Scham: sich selbst in Frage stellen
Manchmal ist es auch an der Zeit, sich selbst in Frage zu stellen. Hierbei ist ein weiteres, zuweilen unbeliebtes Gefühl, von zentraler Bedeutung: die Scham. Sie lässt uns in den Spiegel unserer eigenen Werte blicken und fordert uns auf, zu überprüfen, inwieweit wir unseren Überzeugungen treu sind. Scham ist der Blick nach innen. Haben wir den prüfenden Blick erst auf uns selbst gelenkt, können wir dann jedes andere Gefühl auch auf uns selbst anwenden: die Wut, wenn wir uns einfach mal einen Ruck geben müssen, die Trauer, wenn es gilt, Anteile anzunehmen, auch wenn sie uns nicht gefallen oder die Angst, wenn wir Aspekten ins Auge sehen, mit denen wir nicht umzugehen wissen. Und natürlich können wir auch Freude empfinden über das, was wir dort entdecken: vielleicht halten andere etwas an uns für falsch, aber wir stehen dazu!
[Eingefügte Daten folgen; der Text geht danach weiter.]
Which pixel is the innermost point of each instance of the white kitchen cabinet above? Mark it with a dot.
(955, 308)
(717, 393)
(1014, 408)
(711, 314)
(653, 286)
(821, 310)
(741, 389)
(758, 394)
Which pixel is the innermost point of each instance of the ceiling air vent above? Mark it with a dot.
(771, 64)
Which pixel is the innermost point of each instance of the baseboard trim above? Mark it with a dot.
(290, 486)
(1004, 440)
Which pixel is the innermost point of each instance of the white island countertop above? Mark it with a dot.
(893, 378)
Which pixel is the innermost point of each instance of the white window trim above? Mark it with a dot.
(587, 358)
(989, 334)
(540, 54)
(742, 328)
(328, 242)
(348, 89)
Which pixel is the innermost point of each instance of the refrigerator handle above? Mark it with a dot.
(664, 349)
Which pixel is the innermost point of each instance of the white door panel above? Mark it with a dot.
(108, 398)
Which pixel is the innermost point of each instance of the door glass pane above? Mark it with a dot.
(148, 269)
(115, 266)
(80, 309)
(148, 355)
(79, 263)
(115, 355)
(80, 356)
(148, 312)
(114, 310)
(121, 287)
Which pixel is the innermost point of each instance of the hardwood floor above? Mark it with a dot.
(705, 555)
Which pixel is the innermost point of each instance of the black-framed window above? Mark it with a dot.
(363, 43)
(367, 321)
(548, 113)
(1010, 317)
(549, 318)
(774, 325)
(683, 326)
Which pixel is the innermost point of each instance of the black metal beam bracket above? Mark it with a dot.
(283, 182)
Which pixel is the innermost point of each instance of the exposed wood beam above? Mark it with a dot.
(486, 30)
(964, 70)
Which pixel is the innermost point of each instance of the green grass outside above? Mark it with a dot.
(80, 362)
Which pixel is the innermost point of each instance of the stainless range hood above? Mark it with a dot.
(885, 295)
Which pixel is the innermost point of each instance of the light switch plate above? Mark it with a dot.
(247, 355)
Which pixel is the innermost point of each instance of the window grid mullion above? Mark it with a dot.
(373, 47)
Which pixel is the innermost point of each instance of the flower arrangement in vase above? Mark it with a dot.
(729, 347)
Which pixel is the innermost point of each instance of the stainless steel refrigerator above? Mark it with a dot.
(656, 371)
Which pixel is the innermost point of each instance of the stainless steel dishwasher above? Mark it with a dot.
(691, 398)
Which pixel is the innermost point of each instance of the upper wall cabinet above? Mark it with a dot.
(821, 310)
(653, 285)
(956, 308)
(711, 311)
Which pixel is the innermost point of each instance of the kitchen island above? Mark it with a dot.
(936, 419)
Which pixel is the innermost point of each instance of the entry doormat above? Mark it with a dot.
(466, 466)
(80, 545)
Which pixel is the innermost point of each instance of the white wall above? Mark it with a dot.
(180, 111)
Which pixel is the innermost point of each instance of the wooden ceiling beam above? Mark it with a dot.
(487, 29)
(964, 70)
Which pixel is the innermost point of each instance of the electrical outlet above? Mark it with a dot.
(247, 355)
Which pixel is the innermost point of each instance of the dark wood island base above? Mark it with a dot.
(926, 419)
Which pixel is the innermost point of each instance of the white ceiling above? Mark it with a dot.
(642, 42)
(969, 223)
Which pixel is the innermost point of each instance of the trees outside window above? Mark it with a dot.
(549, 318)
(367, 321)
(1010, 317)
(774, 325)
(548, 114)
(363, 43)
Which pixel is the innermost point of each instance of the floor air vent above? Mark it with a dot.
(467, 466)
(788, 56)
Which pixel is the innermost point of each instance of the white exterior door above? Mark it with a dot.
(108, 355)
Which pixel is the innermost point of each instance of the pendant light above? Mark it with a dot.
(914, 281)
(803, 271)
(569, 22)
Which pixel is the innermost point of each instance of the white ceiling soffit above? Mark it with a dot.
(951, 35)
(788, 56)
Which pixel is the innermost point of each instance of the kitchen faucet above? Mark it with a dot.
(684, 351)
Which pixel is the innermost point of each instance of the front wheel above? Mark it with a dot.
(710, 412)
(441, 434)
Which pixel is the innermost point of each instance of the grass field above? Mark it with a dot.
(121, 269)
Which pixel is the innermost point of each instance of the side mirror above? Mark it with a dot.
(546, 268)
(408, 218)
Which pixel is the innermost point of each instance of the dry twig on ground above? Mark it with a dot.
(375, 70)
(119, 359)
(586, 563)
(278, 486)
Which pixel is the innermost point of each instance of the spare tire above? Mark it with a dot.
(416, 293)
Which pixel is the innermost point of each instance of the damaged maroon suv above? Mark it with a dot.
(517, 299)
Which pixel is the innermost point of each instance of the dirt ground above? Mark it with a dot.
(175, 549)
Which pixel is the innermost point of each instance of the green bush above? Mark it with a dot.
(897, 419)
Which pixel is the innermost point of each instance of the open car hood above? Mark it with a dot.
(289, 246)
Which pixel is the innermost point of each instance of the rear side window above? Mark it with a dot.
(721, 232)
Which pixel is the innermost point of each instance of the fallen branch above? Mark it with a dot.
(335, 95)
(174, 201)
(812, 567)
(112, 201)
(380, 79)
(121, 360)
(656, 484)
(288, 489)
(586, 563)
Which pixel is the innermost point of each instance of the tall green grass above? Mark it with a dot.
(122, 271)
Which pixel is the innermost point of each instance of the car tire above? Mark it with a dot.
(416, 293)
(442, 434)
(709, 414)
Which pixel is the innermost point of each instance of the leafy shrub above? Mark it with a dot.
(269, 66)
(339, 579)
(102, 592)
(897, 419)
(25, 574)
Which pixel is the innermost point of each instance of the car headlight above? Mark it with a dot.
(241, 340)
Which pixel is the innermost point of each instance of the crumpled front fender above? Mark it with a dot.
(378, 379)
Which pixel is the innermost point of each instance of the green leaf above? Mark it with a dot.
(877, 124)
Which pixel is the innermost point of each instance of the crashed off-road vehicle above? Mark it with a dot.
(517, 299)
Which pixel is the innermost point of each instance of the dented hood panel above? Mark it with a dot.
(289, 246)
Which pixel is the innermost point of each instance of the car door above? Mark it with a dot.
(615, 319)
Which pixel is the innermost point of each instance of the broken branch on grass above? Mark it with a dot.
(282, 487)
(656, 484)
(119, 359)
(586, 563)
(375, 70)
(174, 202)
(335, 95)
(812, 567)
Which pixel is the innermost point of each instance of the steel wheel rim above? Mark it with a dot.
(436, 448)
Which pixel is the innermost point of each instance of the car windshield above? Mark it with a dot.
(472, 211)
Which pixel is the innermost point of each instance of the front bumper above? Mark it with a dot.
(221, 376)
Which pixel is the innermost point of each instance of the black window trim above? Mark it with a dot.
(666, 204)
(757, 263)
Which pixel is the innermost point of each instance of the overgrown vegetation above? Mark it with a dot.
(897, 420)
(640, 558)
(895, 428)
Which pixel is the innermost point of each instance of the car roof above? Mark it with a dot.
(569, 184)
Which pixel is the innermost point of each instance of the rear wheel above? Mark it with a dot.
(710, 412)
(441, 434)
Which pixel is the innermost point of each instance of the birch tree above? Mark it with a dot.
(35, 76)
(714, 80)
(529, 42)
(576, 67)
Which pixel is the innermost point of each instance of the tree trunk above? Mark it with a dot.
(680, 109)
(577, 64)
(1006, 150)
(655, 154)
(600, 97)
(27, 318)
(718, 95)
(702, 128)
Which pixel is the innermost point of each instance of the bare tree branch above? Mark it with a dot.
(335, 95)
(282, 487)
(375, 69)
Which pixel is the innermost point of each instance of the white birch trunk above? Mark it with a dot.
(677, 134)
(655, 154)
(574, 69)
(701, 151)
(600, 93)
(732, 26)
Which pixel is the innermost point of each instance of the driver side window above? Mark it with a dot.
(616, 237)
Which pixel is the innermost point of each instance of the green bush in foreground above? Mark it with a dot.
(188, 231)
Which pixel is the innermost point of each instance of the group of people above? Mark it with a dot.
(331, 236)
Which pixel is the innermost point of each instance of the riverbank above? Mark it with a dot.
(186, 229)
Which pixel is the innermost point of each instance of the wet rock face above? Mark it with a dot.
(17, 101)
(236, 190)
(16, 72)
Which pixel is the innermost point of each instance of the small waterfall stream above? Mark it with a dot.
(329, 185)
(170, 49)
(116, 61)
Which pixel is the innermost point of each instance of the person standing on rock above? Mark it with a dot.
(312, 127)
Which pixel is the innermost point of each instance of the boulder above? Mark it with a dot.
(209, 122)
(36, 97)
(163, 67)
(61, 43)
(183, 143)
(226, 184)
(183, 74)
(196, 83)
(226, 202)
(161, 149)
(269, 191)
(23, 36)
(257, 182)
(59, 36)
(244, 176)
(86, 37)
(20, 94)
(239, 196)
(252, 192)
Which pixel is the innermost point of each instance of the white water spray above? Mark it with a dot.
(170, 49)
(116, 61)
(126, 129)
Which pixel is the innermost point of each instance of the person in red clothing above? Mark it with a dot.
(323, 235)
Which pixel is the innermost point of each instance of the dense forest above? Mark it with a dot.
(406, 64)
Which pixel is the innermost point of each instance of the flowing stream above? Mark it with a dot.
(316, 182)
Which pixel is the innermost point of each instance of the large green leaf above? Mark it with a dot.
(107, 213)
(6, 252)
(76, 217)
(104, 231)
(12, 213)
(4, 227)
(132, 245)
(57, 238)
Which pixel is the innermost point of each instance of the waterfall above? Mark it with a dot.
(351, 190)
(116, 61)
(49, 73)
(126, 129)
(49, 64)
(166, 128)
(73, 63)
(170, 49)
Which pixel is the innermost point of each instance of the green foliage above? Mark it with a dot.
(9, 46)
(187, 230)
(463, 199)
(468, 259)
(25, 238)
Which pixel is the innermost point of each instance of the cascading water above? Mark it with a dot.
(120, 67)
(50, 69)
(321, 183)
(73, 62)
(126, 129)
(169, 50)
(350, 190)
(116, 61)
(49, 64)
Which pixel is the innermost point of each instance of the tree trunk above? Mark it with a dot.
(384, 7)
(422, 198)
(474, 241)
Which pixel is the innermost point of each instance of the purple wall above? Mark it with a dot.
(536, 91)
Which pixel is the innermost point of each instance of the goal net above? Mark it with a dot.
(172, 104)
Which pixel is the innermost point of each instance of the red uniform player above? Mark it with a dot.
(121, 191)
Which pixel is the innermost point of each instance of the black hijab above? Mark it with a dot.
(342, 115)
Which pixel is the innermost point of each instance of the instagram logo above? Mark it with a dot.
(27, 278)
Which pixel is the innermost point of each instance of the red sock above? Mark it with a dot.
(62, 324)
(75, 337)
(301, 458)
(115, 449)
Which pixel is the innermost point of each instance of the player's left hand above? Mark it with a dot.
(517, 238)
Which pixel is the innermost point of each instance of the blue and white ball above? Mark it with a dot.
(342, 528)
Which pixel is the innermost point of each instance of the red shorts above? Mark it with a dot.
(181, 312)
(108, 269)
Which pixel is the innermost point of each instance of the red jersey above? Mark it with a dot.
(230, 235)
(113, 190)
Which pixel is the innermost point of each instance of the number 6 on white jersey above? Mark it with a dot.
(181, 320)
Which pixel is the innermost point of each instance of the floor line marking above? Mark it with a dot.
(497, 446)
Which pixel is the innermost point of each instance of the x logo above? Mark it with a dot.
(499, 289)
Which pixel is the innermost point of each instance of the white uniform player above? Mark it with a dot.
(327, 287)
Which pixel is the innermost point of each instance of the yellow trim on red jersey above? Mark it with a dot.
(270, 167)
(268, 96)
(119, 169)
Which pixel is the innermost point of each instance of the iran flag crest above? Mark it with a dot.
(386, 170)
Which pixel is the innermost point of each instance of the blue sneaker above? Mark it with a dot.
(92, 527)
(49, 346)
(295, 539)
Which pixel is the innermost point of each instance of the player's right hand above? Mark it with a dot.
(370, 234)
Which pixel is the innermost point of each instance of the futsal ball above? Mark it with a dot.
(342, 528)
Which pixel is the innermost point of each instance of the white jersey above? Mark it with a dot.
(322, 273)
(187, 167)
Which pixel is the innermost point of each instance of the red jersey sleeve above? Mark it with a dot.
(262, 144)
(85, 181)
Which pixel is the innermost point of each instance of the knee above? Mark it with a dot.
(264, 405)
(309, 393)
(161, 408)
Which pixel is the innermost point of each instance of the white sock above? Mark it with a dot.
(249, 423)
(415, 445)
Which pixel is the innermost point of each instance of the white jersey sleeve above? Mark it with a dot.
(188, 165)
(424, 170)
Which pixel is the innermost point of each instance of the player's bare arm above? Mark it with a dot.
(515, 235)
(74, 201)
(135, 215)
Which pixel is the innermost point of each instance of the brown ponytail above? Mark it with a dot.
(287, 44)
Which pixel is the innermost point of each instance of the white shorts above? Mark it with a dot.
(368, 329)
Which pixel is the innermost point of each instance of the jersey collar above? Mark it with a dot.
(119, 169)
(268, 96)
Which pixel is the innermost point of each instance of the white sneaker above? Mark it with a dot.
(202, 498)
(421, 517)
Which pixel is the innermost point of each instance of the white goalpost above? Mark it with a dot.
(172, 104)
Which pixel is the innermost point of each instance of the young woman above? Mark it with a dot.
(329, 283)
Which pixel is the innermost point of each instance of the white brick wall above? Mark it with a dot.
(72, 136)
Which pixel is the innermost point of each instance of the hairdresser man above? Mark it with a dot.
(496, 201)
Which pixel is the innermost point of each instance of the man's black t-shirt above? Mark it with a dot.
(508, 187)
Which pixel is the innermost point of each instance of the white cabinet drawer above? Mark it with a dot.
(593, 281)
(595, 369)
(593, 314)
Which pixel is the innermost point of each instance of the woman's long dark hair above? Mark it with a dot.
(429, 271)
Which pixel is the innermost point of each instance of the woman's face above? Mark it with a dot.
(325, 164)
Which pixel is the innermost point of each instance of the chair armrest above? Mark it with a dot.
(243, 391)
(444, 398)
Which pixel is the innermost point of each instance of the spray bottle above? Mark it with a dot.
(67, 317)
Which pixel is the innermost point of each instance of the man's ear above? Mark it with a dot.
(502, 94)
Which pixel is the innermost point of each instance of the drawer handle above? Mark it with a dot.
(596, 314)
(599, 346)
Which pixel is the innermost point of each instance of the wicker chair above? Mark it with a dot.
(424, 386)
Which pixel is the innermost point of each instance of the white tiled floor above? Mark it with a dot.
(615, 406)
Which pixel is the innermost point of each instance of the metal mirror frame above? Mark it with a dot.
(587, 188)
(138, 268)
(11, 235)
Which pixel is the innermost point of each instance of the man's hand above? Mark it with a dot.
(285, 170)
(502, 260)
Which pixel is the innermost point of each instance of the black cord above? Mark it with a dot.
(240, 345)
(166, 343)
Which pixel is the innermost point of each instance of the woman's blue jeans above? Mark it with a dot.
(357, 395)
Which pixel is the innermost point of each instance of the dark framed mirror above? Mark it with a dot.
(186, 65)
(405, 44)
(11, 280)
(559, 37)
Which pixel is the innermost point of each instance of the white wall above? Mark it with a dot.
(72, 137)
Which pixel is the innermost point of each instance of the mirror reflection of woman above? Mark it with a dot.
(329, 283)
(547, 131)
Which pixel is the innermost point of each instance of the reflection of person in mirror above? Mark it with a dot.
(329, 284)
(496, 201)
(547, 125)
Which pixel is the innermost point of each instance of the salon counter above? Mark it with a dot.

Freude: wertschätzen, was mir gefällt
Auch im Außen gilt Freude jenen Dingen, die wir als richtig empfinden oder beurteilen. Deshalb ist sie auch das einzige Gefühl im Kompass, das wir als positiv einordnen: Nur die Freude gilt Umständen, die unseren Bedürfnissen entsprechen! Jedes der anderen Gefühle gilt hingegen Situationen, die anders sind, als wir sie gerne hätten. Freude ist Wertschätzung. Sie sagt: Das gefällt mir! So will ich es haben! Das habe ich mir gewünscht! Doch nicht immer empfinden wir Freude, wenn etwas so ist, wie wir es haben wollen. Allzu oft nehmen wir etwas für selbstverständlich und versäumen es, das weiche Bett, das erfolgreiche Projekt, das leckere Abendessen als Anlass zur Freude zu nehmen.
Vorsicht Schattengefühle
Besonders problematisch sind Gefühle, wenn sie sich nicht als positive Kräfte zeigen, die eben genau das sind, was wir in der jeweiligen Situation brauchen, sondern in ihrem Schattenausdruck. Um es konkret zu machen: statt für Klarheit zu sorgen, wird Wut in ihrem Schattenausdruck zerstörerisch — ein Phänomen, das wir alle irgendwo schon mal erlebt werden. Trauer hingegen führt in ihrem Schattenausdruck nicht zu positiver Annahme der Situation, sondern zu depressiver Passivität. Angst ist ganz und gar nicht schöpferisch, wenn sie sich in ihrem Schatten zeigt. Im Gegenteil: Sie lähmt uns wie das sprichwörtliche Kaninchen vor der Schlange. Scham in ihrem Schattenausdruck unterstützt uns nicht in einer gesunden Selbstreflexion, sie verleitet uns vielmehr dazu, kein gutes Haar mehr an uns zu lassen. Wir zerfleischen uns buchstäblich mit Selbstvorwürfen. Überraschend dürfte für die meisten Menschen sein, dass auch unser Lieblingsgefühl Freude nicht nur positiv ist. Auch sie hat einen Schattenausdruck: die Illusion. In dieser Form lässt sie uns tatsächlich den Boden unter den Füßen verlieren. Wir reden uns Dinge schön, die eigentlich dringend der Aufmerksamkeit einer anderen Gefühlskraft bedürften.